Por el ojo minúsculo, casi cerrado, han desfilado 70 años de tauromaquia. La primera suerte le vino de una deuda. El 29 de agosto del 47, Cano se presentó en la casa de Luis Miguel Dominguín a exigirle un dinero que le debía. «Eres un ratero», le dijo el fotógrafo, que a veces, si le daban demasiados pases, tenía un genio del demonio. Dominguín le convenció para que le acompañara a Linares, donde le pagaría. Fue otro capotazo, pero la cámara de Cano fue la única que captó aquella jornada la muerte de Manolete. Ese día ganó una fortuna y perdió un amigo. Le llamaba Manolo. Siempre lo recordaría moviendo la cabeza de un lado a otro en la camilla del sanatorio, muriendo.
Cano se empotró desde entonces en la cuadrilla de Luis Miguel Dominguín y fue como cabalgar un dragón. Conoció a la flor y nata de una época que se encendía como un rabo de pólvora entre los cócteles del Chicote, en las barras del bar inglés del Palace, en los ranchos de América y en las fiestas de los tentaderos. En una de esas conoció a Ava Gardner, que casi le cuesta la excomunión por decir que era «más guapa que la virgen». Esto lo relataba bajo la mirada atenta, aparentemente lejana y azul de Maruja Civera, su segunda mujer, con la que el periodista Salvador Pascual, dueño de 'Aplausos', le obligó a casarse por sorpresa en una encerrona. Lo citó en una iglesia. Estaba ella y había un cura. «Te casas».
Aventuras con Gary Cooper
Canito presumía de que nunca se declaró a Ava: «Y eso que ella estuvo en mis brazos y yo en los de ella. Ella era la que elegía». A contracorriente de la leyenda, sostenía que más que Luis Miguel, el que toreó con la actriz fue el maestro Carlos Arruza. A él le daba pie para saltar la tapia del chalé de la actriz en las madrugadas de Madrid. «Paco, pero no habrá perros, ¿no», le preguntaba asustado el matador. Cuando llegó a España, Ava confundió las letras de manera bellísima y en lugar de Cano, a Paco le llamaba 'Coño', lo que para él daba más categoría que un Nobel. Las borracheras con Hemingway y Antonio Ordóñez, las aventuras con Orson Welles y Gary Cooper...
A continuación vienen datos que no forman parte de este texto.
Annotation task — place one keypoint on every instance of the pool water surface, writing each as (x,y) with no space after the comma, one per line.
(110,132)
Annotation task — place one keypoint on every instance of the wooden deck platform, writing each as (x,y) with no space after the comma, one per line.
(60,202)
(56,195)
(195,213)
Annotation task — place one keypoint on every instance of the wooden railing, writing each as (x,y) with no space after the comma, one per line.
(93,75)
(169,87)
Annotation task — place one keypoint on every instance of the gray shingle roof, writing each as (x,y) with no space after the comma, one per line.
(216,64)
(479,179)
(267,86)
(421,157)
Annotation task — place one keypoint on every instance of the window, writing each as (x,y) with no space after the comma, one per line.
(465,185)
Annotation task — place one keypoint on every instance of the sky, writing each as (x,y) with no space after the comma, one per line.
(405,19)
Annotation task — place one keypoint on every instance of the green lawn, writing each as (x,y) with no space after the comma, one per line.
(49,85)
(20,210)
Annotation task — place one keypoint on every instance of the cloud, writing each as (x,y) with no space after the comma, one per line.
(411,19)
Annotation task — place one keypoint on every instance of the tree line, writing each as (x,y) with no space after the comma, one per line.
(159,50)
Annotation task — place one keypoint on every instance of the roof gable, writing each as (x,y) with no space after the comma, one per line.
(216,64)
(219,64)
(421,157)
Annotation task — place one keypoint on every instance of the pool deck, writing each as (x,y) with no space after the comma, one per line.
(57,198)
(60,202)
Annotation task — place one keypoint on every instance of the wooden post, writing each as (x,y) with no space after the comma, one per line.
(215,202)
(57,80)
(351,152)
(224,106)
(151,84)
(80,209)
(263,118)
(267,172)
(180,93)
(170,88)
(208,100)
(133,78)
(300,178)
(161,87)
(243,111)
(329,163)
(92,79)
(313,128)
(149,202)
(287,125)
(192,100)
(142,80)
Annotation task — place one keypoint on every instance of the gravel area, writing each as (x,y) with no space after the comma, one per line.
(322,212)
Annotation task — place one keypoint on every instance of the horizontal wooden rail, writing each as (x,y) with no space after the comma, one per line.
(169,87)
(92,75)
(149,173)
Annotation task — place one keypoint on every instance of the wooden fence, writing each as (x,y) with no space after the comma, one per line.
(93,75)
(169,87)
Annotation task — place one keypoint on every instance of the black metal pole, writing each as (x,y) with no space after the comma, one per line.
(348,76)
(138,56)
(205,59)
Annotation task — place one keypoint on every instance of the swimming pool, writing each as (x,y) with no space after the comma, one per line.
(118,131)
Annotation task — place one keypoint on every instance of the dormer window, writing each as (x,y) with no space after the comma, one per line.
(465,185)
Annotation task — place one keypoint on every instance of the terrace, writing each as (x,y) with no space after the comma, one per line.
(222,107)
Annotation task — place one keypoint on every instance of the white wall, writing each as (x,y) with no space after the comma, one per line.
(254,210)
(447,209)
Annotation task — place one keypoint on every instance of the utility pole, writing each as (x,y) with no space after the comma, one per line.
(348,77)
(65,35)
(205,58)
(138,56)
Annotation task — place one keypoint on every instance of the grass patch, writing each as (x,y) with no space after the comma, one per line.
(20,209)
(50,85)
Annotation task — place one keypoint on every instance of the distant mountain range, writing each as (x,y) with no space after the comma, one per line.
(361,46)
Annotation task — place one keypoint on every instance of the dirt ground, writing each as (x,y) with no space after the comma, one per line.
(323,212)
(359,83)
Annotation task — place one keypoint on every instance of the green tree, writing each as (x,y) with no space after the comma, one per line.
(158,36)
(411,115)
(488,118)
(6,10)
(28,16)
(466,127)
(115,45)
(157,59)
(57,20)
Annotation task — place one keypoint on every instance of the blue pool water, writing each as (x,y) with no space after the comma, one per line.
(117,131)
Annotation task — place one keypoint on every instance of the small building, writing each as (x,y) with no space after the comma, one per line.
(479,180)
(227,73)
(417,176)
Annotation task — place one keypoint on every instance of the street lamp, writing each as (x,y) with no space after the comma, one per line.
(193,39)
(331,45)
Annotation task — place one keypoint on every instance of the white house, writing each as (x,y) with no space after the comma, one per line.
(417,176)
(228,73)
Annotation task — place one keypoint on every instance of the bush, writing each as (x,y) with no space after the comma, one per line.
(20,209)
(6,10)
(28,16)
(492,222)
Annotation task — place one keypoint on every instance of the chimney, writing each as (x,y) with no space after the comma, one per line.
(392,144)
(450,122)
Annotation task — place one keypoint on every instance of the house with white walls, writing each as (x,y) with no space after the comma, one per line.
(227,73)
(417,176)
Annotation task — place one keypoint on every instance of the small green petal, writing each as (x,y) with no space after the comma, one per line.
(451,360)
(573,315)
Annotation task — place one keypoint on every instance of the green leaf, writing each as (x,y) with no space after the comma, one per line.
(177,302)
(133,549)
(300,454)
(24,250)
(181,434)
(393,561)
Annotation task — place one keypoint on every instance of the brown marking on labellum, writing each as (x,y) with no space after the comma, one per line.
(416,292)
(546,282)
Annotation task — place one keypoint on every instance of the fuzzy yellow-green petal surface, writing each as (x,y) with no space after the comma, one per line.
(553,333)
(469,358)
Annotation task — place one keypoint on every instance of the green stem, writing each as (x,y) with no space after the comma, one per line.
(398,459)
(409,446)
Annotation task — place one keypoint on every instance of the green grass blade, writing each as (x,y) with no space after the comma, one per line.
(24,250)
Toda esa espuma de vida quedó retratada en millones de fotografías repartidas por los rincones de una casa que nadie ha conseguido aún poner en pie. Ni siquiera él mismo, que vivía sentado encima de montañas de recuerdos que ya nadie podrá recomponer. A principios de los noventa, el aficionado y economista francés Dominique Fournier-Level le ayudó y le compró su archivo, salvo las fotos de Manolete y las de Ava Gardner. El trato se cerró ante un notario. Fournier-Level falleció en 2003, así que a día de hoy el futuro del archivo es una interrogante, un nudo gigantesco de recuerdos, memorias y testimonios que quizás no pueda desmadejarse nunca.
Cano supo adaptarse a la era digital, pero daba igual tirar una foto o diez si no hacías la buena. «Es muy fácil hacer una foto. Lo difícil es hacer la foto», recordaba. En 2014, le dieron el Premio Nacional de Tauromaquia, que debiera haber sido el de Fotografía, aunque le reconoció su trabajo casi en tiempo de descuento. «¿Ese premio es importante?», me preguntó al teléfono. Cuando supo que era el más notable y que llevaba 30.000 euros, quiso que comiéramos una paella en la playa.
Bilbao, Valencia, Pamplona, Madrid, Sevilla, Málaga, Santander... Siguió en la brecha hasta antes de ayer. Su vida consistía en estar ahí, en el callejón con sus cámaras y su sempiterna gorrilla blanca. La primera se la trajo su hijo Vicente de Alemania. Vicente tiene 70 años ahora y Cano las compraba en una sombrerería de Zaragoza por lotes. Cuando regalaba una y estrenaba otra, la pintaba con un rotulador. En las últimas escribía: «Cano. Alicante. Desde 1912...». Hasta 2016.